In your middleware.ts file, you can implement a guard function that validates these indicators. If the Akamai edge marks the request as suspicious, the middleware should immediately return a 403 Forbidden. This adds a layer of defense-in-depth, protecting your AI agent endpoints in Next.js from being accessed via direct IP bypasses or misconfigured cache settings.
Implementing the Akamai Agentic Security Framework
The new agentic security framework provided by Akamai simplifies how we manage the life cycle of AI agent traffic. By delegating the authentication of agentic AI to the edge, you ensure that your backend services only ever see authenticated requests. This effectively shifts the security burden from the application logic to the infrastructure, allowing you to focus on developing better agentic workflows rather than writing complex authentication layers.

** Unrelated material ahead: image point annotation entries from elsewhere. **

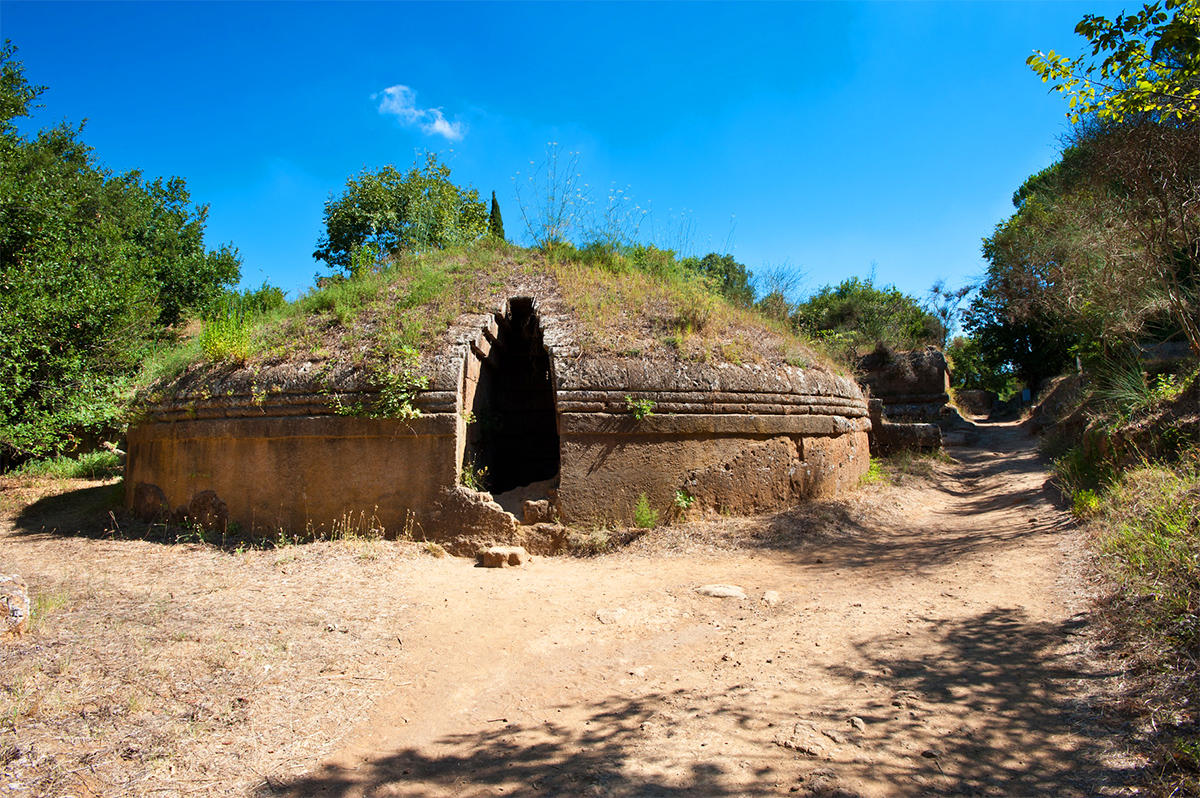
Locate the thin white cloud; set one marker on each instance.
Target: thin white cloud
(401, 102)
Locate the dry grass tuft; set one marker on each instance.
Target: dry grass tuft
(185, 669)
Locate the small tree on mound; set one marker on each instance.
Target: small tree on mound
(394, 211)
(495, 223)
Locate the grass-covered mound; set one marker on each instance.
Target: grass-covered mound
(384, 327)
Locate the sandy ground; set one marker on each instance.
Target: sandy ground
(930, 639)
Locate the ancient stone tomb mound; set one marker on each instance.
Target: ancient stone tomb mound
(516, 429)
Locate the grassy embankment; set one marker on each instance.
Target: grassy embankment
(1133, 477)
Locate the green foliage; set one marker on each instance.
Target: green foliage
(1108, 239)
(730, 277)
(396, 383)
(226, 339)
(640, 408)
(229, 324)
(472, 477)
(94, 267)
(93, 465)
(972, 367)
(875, 473)
(1150, 526)
(495, 221)
(393, 211)
(1085, 503)
(857, 315)
(1151, 65)
(645, 517)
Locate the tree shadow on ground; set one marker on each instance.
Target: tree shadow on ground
(581, 759)
(1019, 702)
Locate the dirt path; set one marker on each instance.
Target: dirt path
(933, 649)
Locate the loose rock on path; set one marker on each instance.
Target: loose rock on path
(933, 653)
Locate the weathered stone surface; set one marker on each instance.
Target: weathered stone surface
(269, 444)
(13, 604)
(209, 511)
(289, 474)
(150, 503)
(721, 591)
(544, 538)
(976, 402)
(503, 557)
(762, 477)
(888, 438)
(466, 521)
(913, 385)
(540, 511)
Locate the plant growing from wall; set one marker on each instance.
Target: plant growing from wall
(639, 408)
(645, 517)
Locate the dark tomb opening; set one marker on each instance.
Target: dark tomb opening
(513, 431)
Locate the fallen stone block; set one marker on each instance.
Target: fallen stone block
(503, 557)
(15, 604)
(721, 591)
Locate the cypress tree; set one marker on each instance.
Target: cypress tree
(495, 223)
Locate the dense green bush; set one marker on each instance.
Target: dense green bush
(94, 269)
(857, 315)
(391, 211)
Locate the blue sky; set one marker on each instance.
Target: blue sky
(814, 138)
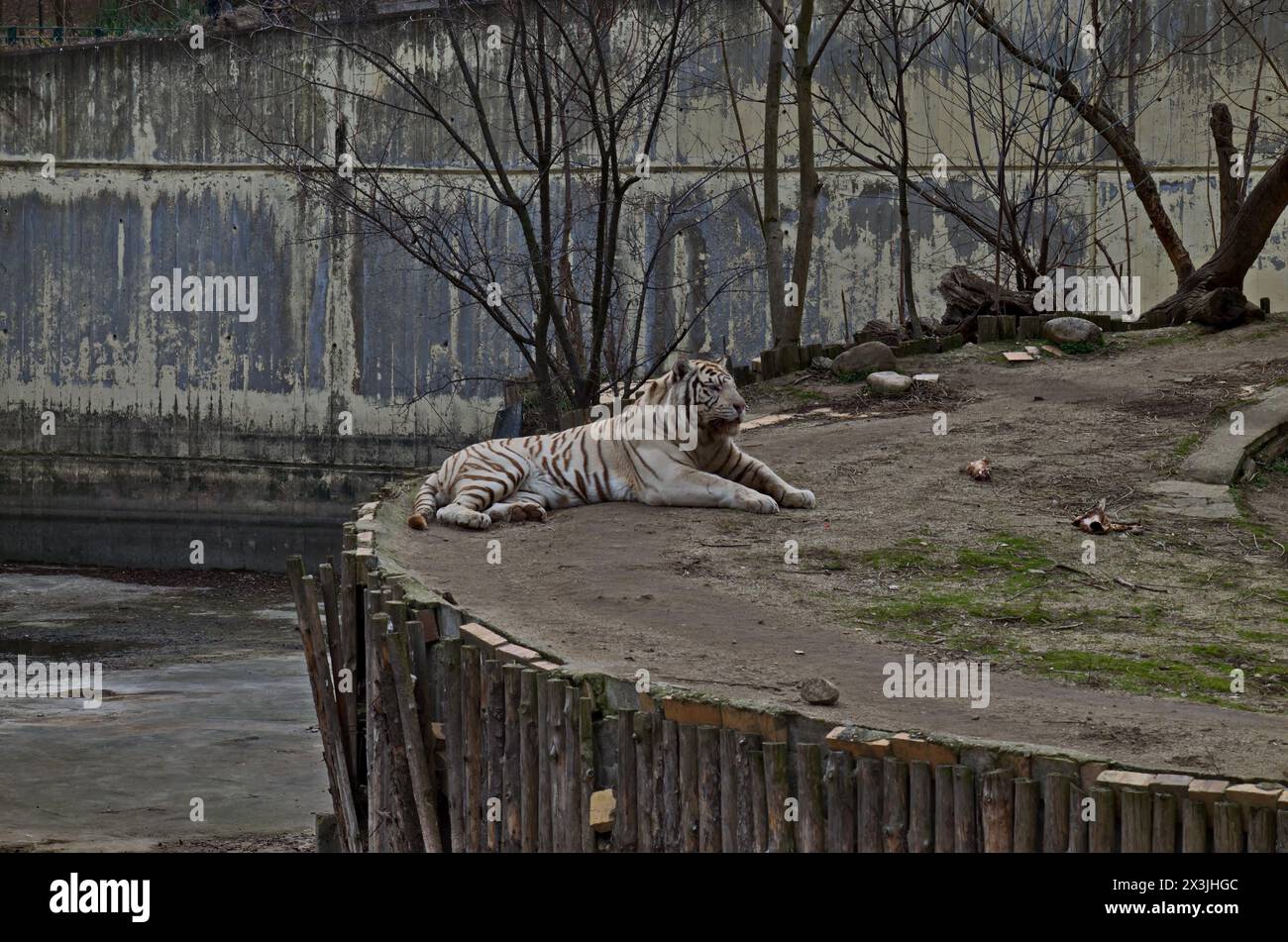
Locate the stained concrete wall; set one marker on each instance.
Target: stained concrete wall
(178, 426)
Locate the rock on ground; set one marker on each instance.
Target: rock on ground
(1070, 331)
(889, 383)
(864, 358)
(819, 691)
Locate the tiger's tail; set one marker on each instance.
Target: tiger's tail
(426, 503)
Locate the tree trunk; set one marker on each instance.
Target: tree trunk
(773, 228)
(809, 181)
(1214, 293)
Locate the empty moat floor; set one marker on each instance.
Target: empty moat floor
(205, 697)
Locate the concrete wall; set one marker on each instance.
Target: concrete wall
(176, 426)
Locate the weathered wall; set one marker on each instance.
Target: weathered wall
(175, 426)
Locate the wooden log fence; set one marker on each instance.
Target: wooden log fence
(441, 735)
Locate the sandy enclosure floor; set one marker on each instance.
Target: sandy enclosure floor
(907, 555)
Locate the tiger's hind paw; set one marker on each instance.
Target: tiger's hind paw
(799, 498)
(463, 516)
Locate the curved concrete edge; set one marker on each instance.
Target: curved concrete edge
(1227, 459)
(690, 706)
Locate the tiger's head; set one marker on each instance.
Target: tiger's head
(709, 389)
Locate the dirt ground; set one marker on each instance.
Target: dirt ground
(907, 555)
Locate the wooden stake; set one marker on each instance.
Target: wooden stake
(894, 800)
(545, 811)
(1026, 803)
(871, 786)
(690, 789)
(782, 838)
(393, 645)
(1163, 838)
(645, 787)
(529, 760)
(1077, 826)
(811, 826)
(1055, 824)
(748, 769)
(1193, 826)
(670, 794)
(708, 789)
(1227, 828)
(945, 834)
(472, 721)
(1103, 830)
(921, 808)
(575, 809)
(841, 799)
(626, 824)
(729, 790)
(493, 752)
(454, 734)
(511, 787)
(325, 706)
(964, 809)
(587, 769)
(1137, 826)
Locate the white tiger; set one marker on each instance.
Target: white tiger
(520, 478)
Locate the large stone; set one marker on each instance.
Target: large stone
(864, 358)
(1070, 331)
(889, 383)
(820, 691)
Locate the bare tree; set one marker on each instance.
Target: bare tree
(1214, 292)
(554, 108)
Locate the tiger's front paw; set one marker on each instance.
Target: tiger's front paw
(754, 502)
(799, 498)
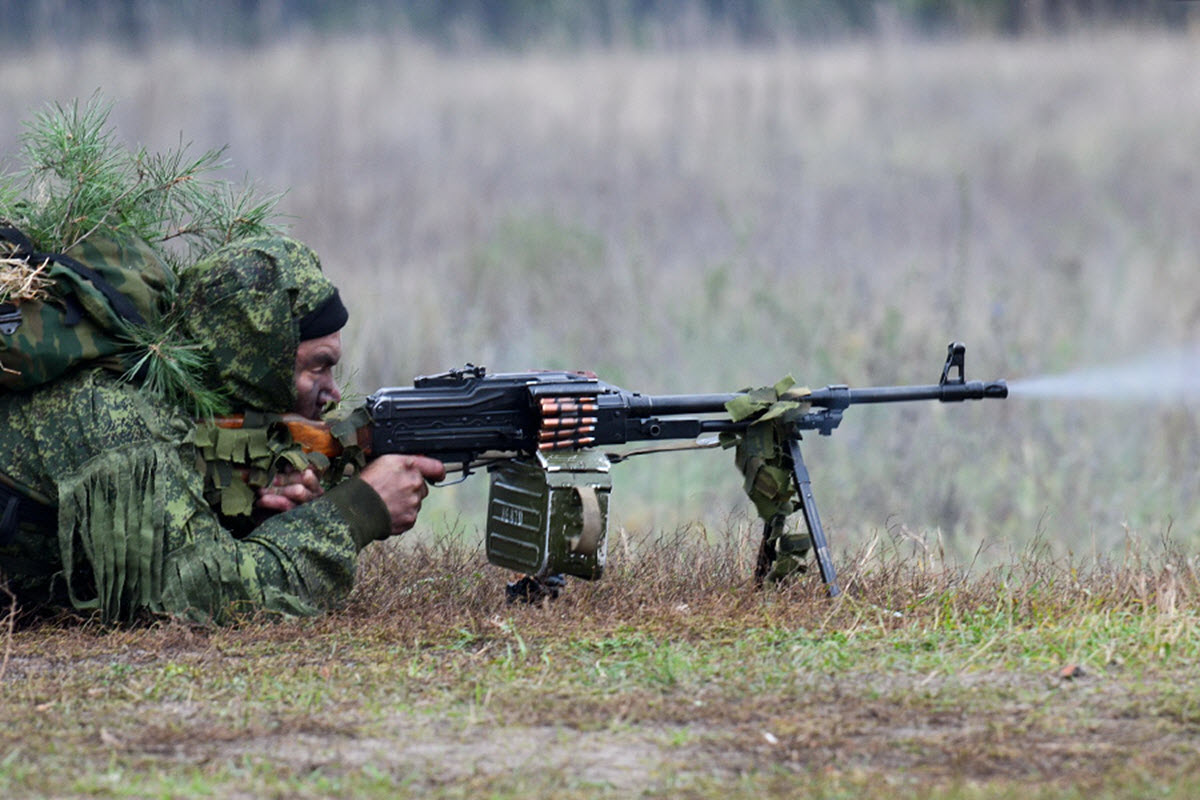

By centralizing agent identity management in the Akamai framework, you decouple security policy from framework-specific code, making your architecture more resilient to changes in your Next.js version or deployment strategy.
Monitoring and Auditing Secure AI Agent Traffic in Next.js
Visibility is the final piece of the puzzle. With Akamai’s log aggregation, you can monitor the effectiveness of your rules in real-time. Use the Akamai dashboard to export logs to a tool like Datadog or an ELK stack to observe patterns in how your agents are interacting with your site.
If you see a surge in traffic from an agent that isn't expected, you have the diagnostic data to adjust your Akamai configuration immediately without changing your Next.js codebase. This separation is powerful—you can tighten your security posture while your team continues to ship new agentic features to the production branch.
Handling Edge Cases with Akamai Web Bot Auth
Not every AI agent will support complex signature headers. For third-party agents or legacy bots that you still want to support, use Akamai bot auth rules that fall back to behavioral analysis. These rules monitor for behavior that distinguishes between automated systems and actual users. Configure these in the available security management tools within your Akamai property.
When the system detects an 'unknown but potentially legitimate' agent, configure a rate-limiting rule. This provides a safety net, ensuring that even if an agent is malicious, its impact is throttled at the network edge before it hits your server, protecting your API endpoints from resource exhaustion attacks.
You now have a clear roadmap to secure AI agent traffic in Next.js using Akamai’s latest tools. By moving authentication to the edge, verifying requests with middleware, and leveraging the new agentic security framework, you can build systems that are as secure as they are smart. Always prioritize edge-based inspection to save your server resources and keep your logs clean. If you are starting your implementation today, ensure your Akamai property is updated to access these agent-specific categories. Start by mapping your agent identities in the Control Center and testing the signature headers in a staging environment.